Udin’s group gets supplier license

| Thursday, August 24, 2006 12:00 a.m

A group that includes former Pittsburgh Councilman Sala Udin won a license Wednesday to sell slot machines in Pennsylvania despite his 35-year-old criminal record for vehicle offenses, firearms violations, robbery and receiving stolen goods.

The state Gaming Control Board awarded supplier licenses to Gaming Ventures, Udin’s group based Downtown, and to Winner Security of Sharon, Mercer County, which has no connection to the Udin group. Under state law, casinos must purchase slot machines through middleman companies rather than manufacturers.

“It doesn’t surprise me when our law actually allows certain felons to have a casino license,” said Dianne Berlin, coordinator of CasinoFreePA, a coalition of casino opponents. “It seems that no standards are too low for this gaming board.”

Udin’s offenses occurred so long ago that state law did not automatically prohibit him from receiving a gambling license. It only prohibits license holders who have felony or gambling convictions within the past 15 years.

Udin will have a pardon hearing next month at which he can seek to have his record wiped clean.

He referred questions yesterday to Gregory Spencer, Gaming Ventures’ chairman, who was not available for comment.

That Udin’s group received a license undermines the industry’s image and points to yet another flaw in the law, gambling critics said.

State Rep. Paul Clymer, R-Bucks County, opposes slots and said he likely will send the control board a letter of complaint about its decision to award Udin’s group a license. The involvement of anyone previously convicted of a crime could cause people to question the integrity of gambling in Pennsylvania, Clymer said.

“Gambling itself is not a pure industry by any stretch,” he said. “It goes back to Las Vegas. It goes back to organized crime. … It has a history of crime itself, and it will in Pennsylvania.”

Other Gaming Ventures partners include former Steelers defensive back James “J.T.” Thomas; investment banker James Lawrence Smith, a nephew of the late Allegheny County Commissioner Peter Flaherty; and Mark Douglas Lay, CEO of MDL Capital Management, a Downtown company fighting civil allegations that it lost more than $200 million from Ohio’s Bureau of Workers Compensation.

Udin, CEO of the Coros Center for Civic Leadership, sought the supplier license under his legal name, Samuel Wesley Howze.

Udin applied for a pardon July 8, 2004, four days after the Legislature passed the gambling law.
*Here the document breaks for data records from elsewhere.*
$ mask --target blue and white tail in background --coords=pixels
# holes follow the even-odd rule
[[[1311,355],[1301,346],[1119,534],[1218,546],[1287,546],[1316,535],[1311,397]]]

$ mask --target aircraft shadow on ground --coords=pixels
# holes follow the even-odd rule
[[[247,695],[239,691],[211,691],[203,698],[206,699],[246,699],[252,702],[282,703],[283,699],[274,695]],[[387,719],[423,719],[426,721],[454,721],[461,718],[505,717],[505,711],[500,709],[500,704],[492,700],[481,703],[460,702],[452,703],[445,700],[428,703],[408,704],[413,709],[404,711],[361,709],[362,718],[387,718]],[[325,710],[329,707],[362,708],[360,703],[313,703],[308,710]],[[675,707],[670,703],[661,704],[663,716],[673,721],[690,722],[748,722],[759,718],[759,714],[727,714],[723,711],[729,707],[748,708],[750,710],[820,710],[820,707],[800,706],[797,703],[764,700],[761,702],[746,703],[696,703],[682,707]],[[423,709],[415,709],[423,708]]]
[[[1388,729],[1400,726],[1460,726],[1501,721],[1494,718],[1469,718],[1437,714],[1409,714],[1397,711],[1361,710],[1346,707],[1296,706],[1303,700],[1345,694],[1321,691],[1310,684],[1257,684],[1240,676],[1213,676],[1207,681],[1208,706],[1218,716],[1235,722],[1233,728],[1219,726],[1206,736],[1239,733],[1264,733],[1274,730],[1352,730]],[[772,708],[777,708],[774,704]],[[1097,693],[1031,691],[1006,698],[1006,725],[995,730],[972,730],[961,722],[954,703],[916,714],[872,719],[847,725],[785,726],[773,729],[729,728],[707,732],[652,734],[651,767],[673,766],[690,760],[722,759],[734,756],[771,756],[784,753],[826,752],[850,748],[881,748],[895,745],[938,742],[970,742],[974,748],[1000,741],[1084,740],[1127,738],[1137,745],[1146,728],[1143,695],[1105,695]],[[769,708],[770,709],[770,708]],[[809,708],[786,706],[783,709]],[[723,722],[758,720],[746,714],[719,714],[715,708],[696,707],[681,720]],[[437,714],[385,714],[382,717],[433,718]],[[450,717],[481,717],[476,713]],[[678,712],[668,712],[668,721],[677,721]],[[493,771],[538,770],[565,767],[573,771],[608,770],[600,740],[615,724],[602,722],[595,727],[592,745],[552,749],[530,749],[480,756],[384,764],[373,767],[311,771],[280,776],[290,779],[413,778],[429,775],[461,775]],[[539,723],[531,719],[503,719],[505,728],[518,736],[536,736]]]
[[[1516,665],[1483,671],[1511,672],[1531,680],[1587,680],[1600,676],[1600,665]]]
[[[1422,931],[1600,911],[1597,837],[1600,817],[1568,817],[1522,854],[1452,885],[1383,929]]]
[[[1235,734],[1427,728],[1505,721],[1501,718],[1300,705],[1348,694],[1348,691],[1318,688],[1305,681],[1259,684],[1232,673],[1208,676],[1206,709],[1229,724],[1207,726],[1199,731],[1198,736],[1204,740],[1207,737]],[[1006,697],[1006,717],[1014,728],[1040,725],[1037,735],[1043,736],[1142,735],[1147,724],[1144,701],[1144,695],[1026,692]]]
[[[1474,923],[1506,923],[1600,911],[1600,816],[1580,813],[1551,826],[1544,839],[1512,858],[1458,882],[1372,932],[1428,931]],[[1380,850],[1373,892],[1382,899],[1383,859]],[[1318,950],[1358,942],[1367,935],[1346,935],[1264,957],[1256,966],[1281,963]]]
But his attorney said last month that Udin’s desire to erase his criminal past has nothing to do with his involvement in a supplier company.

In his pardon application, Udin wrote that his “responsible, productive contributions to the community have clearly demonstrated that I am a changed man,” and that his criminal record limits his “ability to achieve my highest potential.”

Udin served three terms as a City Council member from 1995 to 2005.

Gambling regulators have approved supplier licenses for 18 companies.